# Use minimum number of swaps so each bin contains balls of the same color

There are $n$ bins, the $i$th bin contain $a_i$ balls. The balls has $n$ colors, there are $a_i$ balls of color $i$. Let $m=\sum_{i=1}^n a_i$.

A swap is take a ball from one bin and swap with a ball from another bin. We want minimum number of swaps such that each bin only contain balls with the same color.

I know a easy special cases $a_i\leq 2$ for all $i$. (If $a_i=2$ for all $i$, then you can even do it by swapping each ball at most once.)

Edit: This is wrong because finding $c(D)$ is NP-hard.

If we know which color goes to which bin, the problem is easy.

Consider a multi-digraph $D=(V,A)$, $V=\{v_1,\ldots,v_n\}$. If we know color $i$ goes to bin $b(i)$, then there are $k$ parallel arcs $(j,b(i))$ in $A$ iff bin $j$ contains $k$ balls of color $i$. Each component of the graph is Eulerian.
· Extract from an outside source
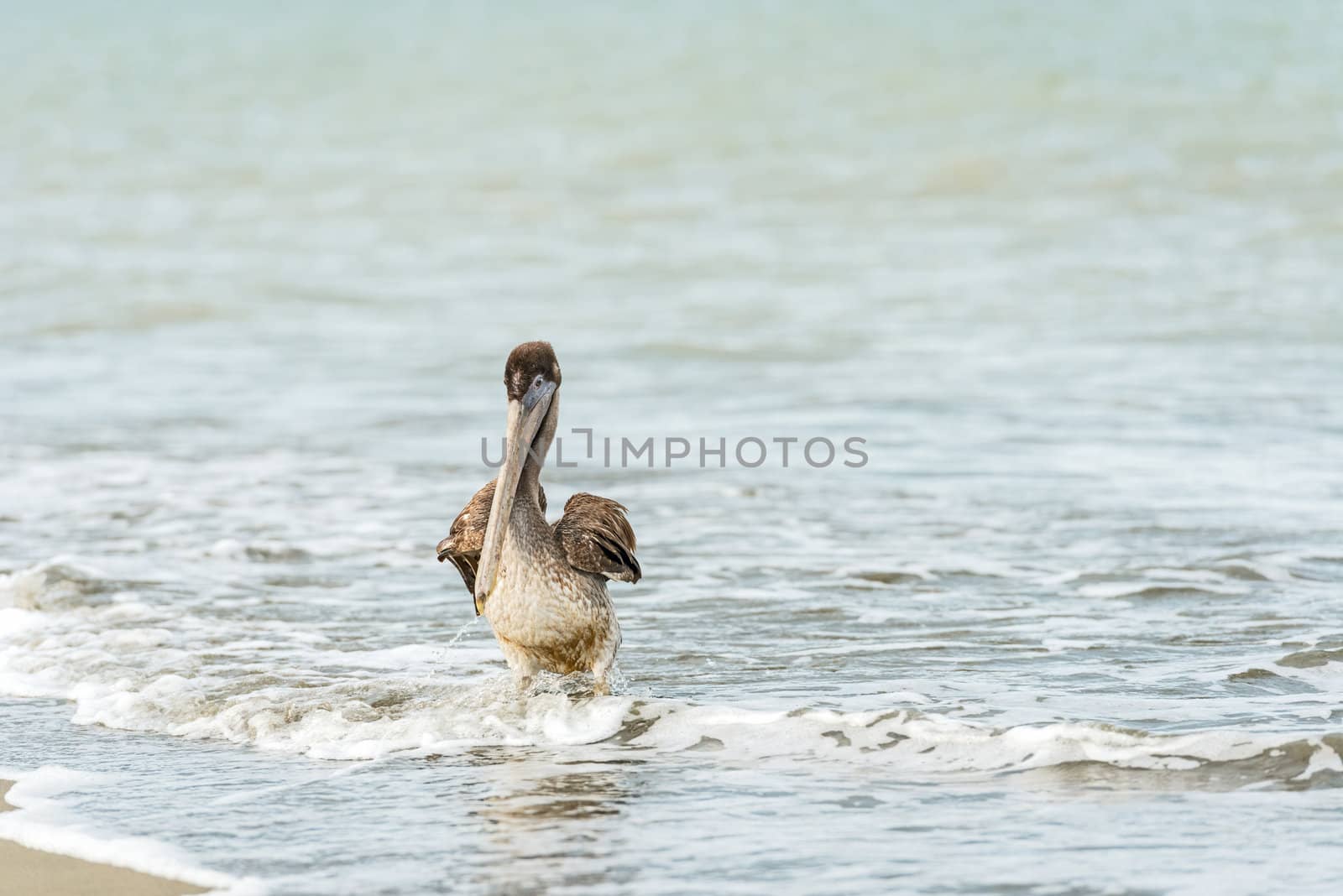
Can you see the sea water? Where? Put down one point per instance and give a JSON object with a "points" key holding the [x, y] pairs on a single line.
{"points": [[1071, 273]]}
The minimum number of swaps required is $m-c(D)$, where $c(D)$ is the number of arc disjoint cycles that covers $A$. We can swap by "following" a Eulerian circuit. (a swap using an arc of a minimal cycle can change it to a smaller minimal cycle and a self loop). Once the entire graph is set of self loops, we have made all the necessary swaps.

How hard is this problem in general?

For $n \le 6$, the paper gives a simple algorithm.